About 1,150 business aircraft are fitted with the current JetWave system, which connects to Inmarsat’s Global Xpress (GX) Ka-band satellite network for Jet ConneX (JX) broadband service. At the European Business Aviation Convention & Exhibition (EBACE) conference in May, Inmarsat announced JX Evolution, an upgrade designed to vastly increase inflight download speeds.
New JetWave terminals, targeted for certification in 2023, will connect with Inmarsat’s current and future geostationary (GEO) and highly elliptical-orbit satellites. They will also connect to other Ka -band satellites operating at medium Earth orbit (MEO) and low Earth orbit (LEO). Honeywell says it is working with unnamed MEO satellite companies to make JetWave compatible with their networks.
“One of the features of the next generation of JetWave is the ability to be network-agnostic to any satellites around the Ka frequency,” says Jason Wissink, Honeywell Connected Aerospace vice president of sales. “The current generation of JetWave works with Inmarsat’s GX constellation. The next generation of JetWave will still work with Inmarsat’s GX constellation, including all their future satellites. But we’re also working with other Ka satellite [companies] to be able to provide service on their networks with the exact same equipment.”
Integrating with a LEO-based Ka -band network—Wissink mentions Telesat—is also a possibility but “a little further down the road than 2023,” he says. Telesat Lightspeed, based on 188 LEO satellites, will support both mechanically steered and newer electronically steered antennas (ESA). Telesat is working with different terminal suppliers; in August 2021, it announced a teaming agreement to integrate ThinKom Solutions’ Ka2517 ESA antennas with the network.

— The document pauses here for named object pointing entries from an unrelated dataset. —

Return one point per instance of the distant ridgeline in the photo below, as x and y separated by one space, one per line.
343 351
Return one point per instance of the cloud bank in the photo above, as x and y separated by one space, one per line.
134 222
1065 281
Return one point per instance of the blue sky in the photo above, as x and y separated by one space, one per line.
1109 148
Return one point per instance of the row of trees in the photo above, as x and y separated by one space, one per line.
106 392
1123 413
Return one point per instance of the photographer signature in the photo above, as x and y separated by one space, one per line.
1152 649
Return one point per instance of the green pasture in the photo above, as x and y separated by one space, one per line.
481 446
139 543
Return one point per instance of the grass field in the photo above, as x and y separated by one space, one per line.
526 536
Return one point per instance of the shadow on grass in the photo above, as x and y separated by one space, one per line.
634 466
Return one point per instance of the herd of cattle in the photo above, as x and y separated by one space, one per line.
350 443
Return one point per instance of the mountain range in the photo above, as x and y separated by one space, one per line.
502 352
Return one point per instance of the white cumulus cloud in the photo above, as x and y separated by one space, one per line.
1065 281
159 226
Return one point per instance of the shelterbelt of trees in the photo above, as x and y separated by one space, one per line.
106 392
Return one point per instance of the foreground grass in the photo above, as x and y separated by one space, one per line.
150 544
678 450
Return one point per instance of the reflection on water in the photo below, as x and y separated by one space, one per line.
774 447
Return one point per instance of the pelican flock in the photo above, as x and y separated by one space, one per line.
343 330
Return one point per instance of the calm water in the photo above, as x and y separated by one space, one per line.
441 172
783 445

Honeywell JetWave consists of a tail-mounted, MCS-8000 high-gain antenna for business aviation (or MCS-8100 fuselage-mounted antenna for airliners) and a common radio frequency and antenna controller, modem and router. The next-generation JetWave terminal will consolidate some line replaceable units (LRU) and add an auxiliary modem unit (AMU) as a separate component to connect with different networks.
“You swap that out; it’s a small 2-MCU [module size] LRU,” Wissink explains. “If you want to move from one network to another or potentially want access to two networks, you can have two AMUs installed or you can have just one and you could swap it out in the future. We broke that out as a separate LRU to provide that multinetwork flexibility and ease the transition from one network to another.”
In May, Inmarsat said initial testing of its JX Evolution upgrade had demonstrated data speeds in excess of 130 Mbps based on five current satellites. At 130 Mbps, a standard high-definition movie of 3 GB in size would take 23 sec. to download, the company says.
JetWave will continue using a mechanically steered tail-mounted antenna as Honeywell surveys the field of ESA technology alternatives.
“We’re constantly working with industry partners on electronically steered antenna technology, specifically in the Ka spectrum,” Wissink confirms. “We don’t anticipate anything being available by the end of next year that is commercially scalable and certified.”
“Our intent is to use the next generation of JetWave as a potential steppingstone,” he adds. “The next generation will provide some really nice increases in performance and capability for customers over the next few years. As that ESA technology matures, once it’s to the point that we’re looking for, especially from a power consumption point of view, we will then have the capability to integrate that type of antenna into our JetWave architecture. We’re just waiting for the right time, until it is truly ready and scalable for business aviation.”